Strongswan on 2.2.3 ignoring rightid and setting it to %any
After upgrading from 2.2.2 to 2.2.3 I have 2 of 4 IPSec tunnels (site-to-site)
down. I know about the aesni bug (mine is off), but this seems to be something
These 2 that are down have one thing in common: the right id is not the peer
address. One is a fqdn, the other is some other IP address (because of nat). I
see the rightid is correctly set in /var/etc/ipsec/ipsec.conf but ipsec status
That %any … should not be there. My 2.2.2 installs with tunnels for the same
remote peer show the fqdn instead of %any.
Connection then fails pretty much as if my PSK where wrong:
invalid NOTIFY_V1 payload length, decryption failed?
could not decrypt payloads
message parsing failed
I guess it isn't locating the right PSK because of the %any in there. Tried to
set %any in ipsec.secrets just to see if it would change anything. It didn't,
but I'm not sure it could work that way anyway.
And more … it seems this does not happens always. I still have to check, but
it seems sometimes an ipsec restart solves this. These VPNs were up for a while
after the upgrade and some ipsec restarting. This is a production firewall and
I can't restart ipsec at will right now. Will do that later today.
Is anybody there seing this too?
Here is the generated config for one of the troubled VPNs, if anybody asks
(with mangled IPs and names):
uniqueids = yes
charondebug="dmn 1,ike 2,chd 2,enc 2"
fragmentation = yes
keyexchange = ikev1
reauth = no
forceencaps = no
mobike = no
rekey = yes
installpolicy = yes
type = transport
dpdaction = restart
dpddelay = 10s
dpdtimeout = 60s
auto = route
left = 22.214.171.124
right = 126.96.36.199
leftid = 188.8.131.52
ikelifetime = 86400s
lifetime = 86400s
ike = aes256-sha1-modp1536!
esp = aes256-sha1-modp1536!
leftauth = psk
rightauth = psk
rightid = fqdn:peer.router.com
aggressive = no
rightsubnet = 184.108.40.206
leftsubnet = 220.127.116.11
And from ipsec.secrets:
18.104.22.168 @peer.router.com : PSK LongWhateverEncodedString==
The change that impacts that is likely in ipsec.secrets. Pre-2.2.3, you would have had:
%any @peer.router.com : PSK LongWhateverEncodedString==
rather than the leading 22.214.171.124. If you edit ipsec.secrets to make it match that, then run 'ipsec stop && ipsec start', does it work as before?
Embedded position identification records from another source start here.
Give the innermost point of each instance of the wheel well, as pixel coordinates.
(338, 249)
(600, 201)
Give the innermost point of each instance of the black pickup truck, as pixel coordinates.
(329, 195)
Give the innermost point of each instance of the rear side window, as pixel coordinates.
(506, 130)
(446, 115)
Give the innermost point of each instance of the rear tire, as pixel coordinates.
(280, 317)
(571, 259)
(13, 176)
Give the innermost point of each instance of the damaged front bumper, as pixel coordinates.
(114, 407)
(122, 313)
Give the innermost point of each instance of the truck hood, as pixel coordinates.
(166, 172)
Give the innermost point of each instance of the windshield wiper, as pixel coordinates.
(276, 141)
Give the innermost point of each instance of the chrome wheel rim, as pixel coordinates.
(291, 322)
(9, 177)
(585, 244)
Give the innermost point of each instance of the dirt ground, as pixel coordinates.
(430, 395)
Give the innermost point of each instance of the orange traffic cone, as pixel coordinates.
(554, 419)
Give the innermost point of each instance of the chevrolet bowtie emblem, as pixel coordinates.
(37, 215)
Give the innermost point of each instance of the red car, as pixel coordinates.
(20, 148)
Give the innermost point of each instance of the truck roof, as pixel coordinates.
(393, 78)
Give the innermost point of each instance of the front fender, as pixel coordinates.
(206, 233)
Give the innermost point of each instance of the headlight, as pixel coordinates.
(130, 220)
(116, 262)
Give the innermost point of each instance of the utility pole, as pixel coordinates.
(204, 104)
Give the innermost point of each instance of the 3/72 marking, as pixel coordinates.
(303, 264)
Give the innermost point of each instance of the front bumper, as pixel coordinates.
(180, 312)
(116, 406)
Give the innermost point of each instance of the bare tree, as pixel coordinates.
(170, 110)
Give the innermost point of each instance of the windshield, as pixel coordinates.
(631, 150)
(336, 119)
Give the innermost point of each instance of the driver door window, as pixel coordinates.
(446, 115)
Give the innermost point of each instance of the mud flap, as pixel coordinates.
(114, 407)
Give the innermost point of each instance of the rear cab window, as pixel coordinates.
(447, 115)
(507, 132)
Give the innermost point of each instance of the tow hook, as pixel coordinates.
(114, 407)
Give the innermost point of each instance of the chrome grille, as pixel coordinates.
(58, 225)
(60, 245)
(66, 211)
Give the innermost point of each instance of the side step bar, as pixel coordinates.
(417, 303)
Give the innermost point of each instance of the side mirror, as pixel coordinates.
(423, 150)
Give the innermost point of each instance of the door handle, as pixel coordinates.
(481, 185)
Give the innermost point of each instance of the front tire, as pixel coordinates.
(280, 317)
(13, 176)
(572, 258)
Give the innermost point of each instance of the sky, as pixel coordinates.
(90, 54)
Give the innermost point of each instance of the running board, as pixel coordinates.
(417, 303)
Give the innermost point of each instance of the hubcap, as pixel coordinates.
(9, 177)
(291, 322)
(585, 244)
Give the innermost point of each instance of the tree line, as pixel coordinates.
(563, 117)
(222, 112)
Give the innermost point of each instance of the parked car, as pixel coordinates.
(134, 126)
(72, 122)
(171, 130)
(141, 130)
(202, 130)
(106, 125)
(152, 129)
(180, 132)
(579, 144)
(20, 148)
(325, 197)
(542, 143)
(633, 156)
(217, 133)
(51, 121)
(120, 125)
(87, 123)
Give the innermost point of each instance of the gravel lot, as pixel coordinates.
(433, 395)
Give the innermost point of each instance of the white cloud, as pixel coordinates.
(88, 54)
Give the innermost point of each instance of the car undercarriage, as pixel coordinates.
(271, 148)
I'm going through every possible combination of identifiers now to verify they all work as they should. We fixed some things there in 2.2.3, but broke others at the same time. Making sure we have a test suite that covers all the many possible combinations of options rather than just a bunch of them.
Well, on this late night I was about to tell you It didn't make any difference, but then…. I've changed ALL entries in ipsec.secrets to match that. Then it worked :D
Some more detail:
When got back to the machine some hours after my last tries, one of my troubled tunnels was online again. Apparently it came back by itself. I've checked that the remote FQDN was reported on the tunnel status line, instead of %any, as I expected.
Then I did an ipsec stop && ipsec start. That got me back to where I was in my previous post.
I tried your suggestion, changing only the ipsec.secrets line that referred to this tunnel. Stop/start. No difference.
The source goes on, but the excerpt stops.